Numba on pure python VS Numpa on numpy-python

Question

Using numba results in much faster programs than using pure python:

It seems established by now, that numba on pure python is even (most of the time) faster than numpy-python, e.g. https://jakevdp.github.io/blog/2015/02/24/optimizing-python-with-numpy-and-numba/.

According to https://murillogroupmsu.com/julia-set-speed-comparison/ numba used on pure python code is faster than used on python code that uses numpy. Is that generally true and why?

In https://stackoverflow.com/a/25952400/4533188 it is explained why numba on pure python is faster than numpy-python: numba sees more code and has more ways to optimize the code than numpy which only sees a small portion.

Does this answer my question? Do I hinder numba to fully optimize my code when using numpy, because numba is forced to use the numpy routines instead of finding an even more optimal way? I had hoped that numba would realise this and not use the numpy routines if it is non-beneficial. Then it would use the numpy routines only it is an improvement (afterall numpy is pretty well tested). Afterall "Support for NumPy arrays is a key focus of Numba development and is currently undergoing extensive refactorization and improvement."

FYI: Note that a few of these references are quite old and might be outdated. — MSeifert, Oct 14 '19 at 16:01

MSeifert · Accepted Answer · 2019-10-14T16:03:42.983

Let's get a few things straight before I answer the specific questions:

I'll only consider nopython code for this answer, object-mode code is often slower than pure Python/NumPy equivalents.
I'll ignore the numba GPU capabilities for this answer - it's difficult to compare code running on the GPU with code running on the CPU.
When you call a NumPy function in a numba function you're not really calling a NumPy function. Everything that numba supports is re-implemented in numba. That applies to NumPy functions but also to Python data types in numba! So the implementation details between Python/NumPy inside a numba function and outside might be different because they are totally different functions/types.
Numba generates code that is compiled with LLVM. Numba is not magic, it's just a wrapper for an optimizing compiler with some optimizations built into numba!
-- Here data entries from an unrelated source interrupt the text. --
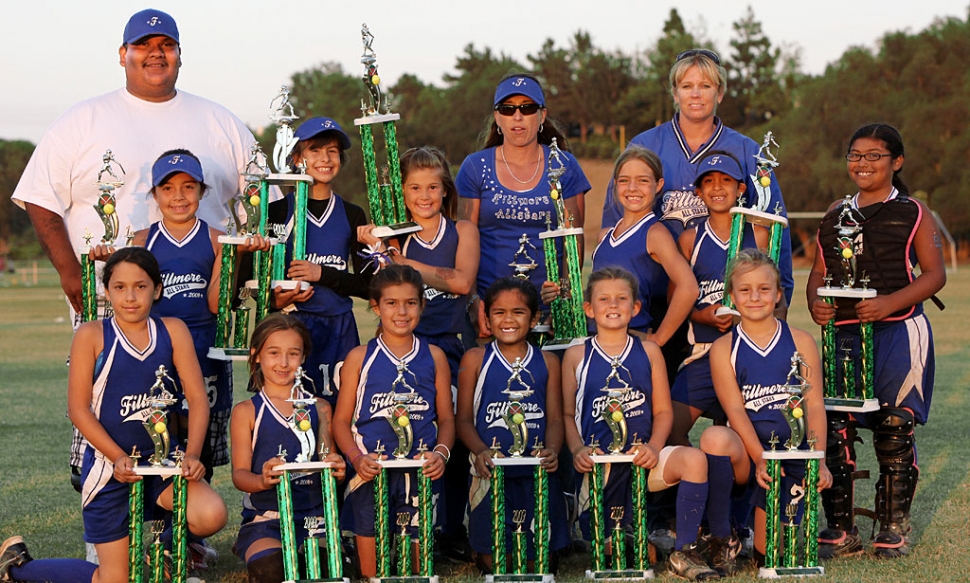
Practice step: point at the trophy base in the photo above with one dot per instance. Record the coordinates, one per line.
(523, 578)
(288, 179)
(287, 284)
(760, 217)
(624, 575)
(847, 405)
(846, 292)
(219, 353)
(779, 572)
(388, 231)
(561, 233)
It seems established by now, that numba on pure python is even (most of the time) faster than numpy-python

No. Numba is often slower than NumPy. It depends on what operation you want to do and how you do it. Numba is reliably faster if you handle very small arrays, or if the only alternative would be to manually iterate over the array.
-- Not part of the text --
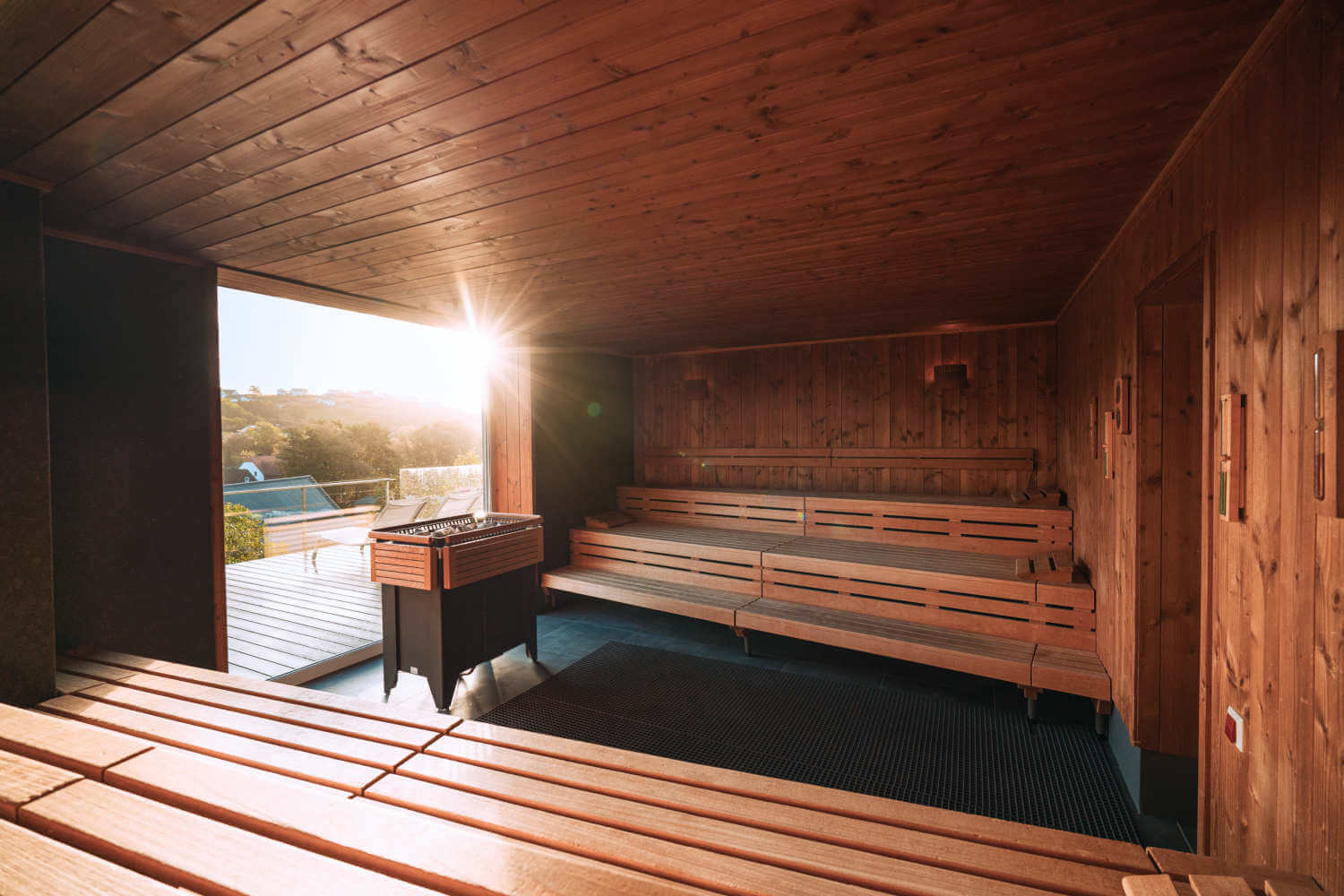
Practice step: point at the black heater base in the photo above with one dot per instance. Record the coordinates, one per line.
(443, 632)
numba used on pure python code is faster than used on python code that uses numpy. Is that generally true and why?

That depends on the code - there are probably more cases where NumPy beats numba. However the trick is to apply numba where there's no corresponding NumPy function or where you need to chain lots of NumPy functions or use NumPy functions that aren't ideal. The trick is to know when a numba implementation might be faster and then it's best to not use NumPy functions inside numba because you would get all the drawbacks of a NumPy function. However it requires experience to know the cases when and how to apply numba - it's easy to write a very slow numba function by accident.

Do I hinder numba to fully optimize my code when using numpy, because numba is forced to use the numpy routines instead of finding an even more optimal way?

Yep.

I had hoped that numba would realise this and not use the numpy routines if it is non-beneficial.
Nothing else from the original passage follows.